Когда все было кончено, пришел Флоси, с отвращением покосился на трупную жижу в повозке, а ведь в ней предстояло возить хлеб и мясо. С ворчанием он покатил повозку к реке ― отмывать, сетуя, что и предположить такого не мог, когда давал треклятую клятву.
Уже по пути он невзначай бросил Эйнару:
― С севера прибыло подкрепление. Даны в крепких кольчугах, хорошо вооруженные. Может, попробуешь кого у них переманить? Их предводитель толкует со Святославом. Ходит, сильно хромая, называет себя Старкадом.
ГЛАВА ЧЕТЫРНАДЦАТАЯ
Ветер прокрался с севера и хлестнул меня тонкой россыпью песка и пыли, рванув плащ с такой силой, что я покачнулся. Он дул с той стороны, где у нас были щиты; кое-кто шел, прикрывая голову пожитками.

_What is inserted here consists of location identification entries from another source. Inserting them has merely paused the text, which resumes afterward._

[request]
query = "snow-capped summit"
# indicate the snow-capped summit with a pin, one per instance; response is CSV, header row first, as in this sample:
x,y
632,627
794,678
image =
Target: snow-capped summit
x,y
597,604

У меня для этого слишком болела рука, боль пульсировала, поднимаясь от отрезанных пальцев далее к локтю, так что мне пришлось намотать плащ вокруг головы и спрятать лицо под ним; невольно я задавался вопросом, что болит сильнее ― лодыжка или кисть и не появилась ли в обрубках пальцев вонючая гниль. Я вспомнил пчеловода из Упсалы, его почерневшую руку и бред по ночам.
Эйнар шел впереди, рядом с подпрыгивающей на ухабах повозкой, где, скрестив ноги, сидела Хильд, закутанная в его отменный красный плащ.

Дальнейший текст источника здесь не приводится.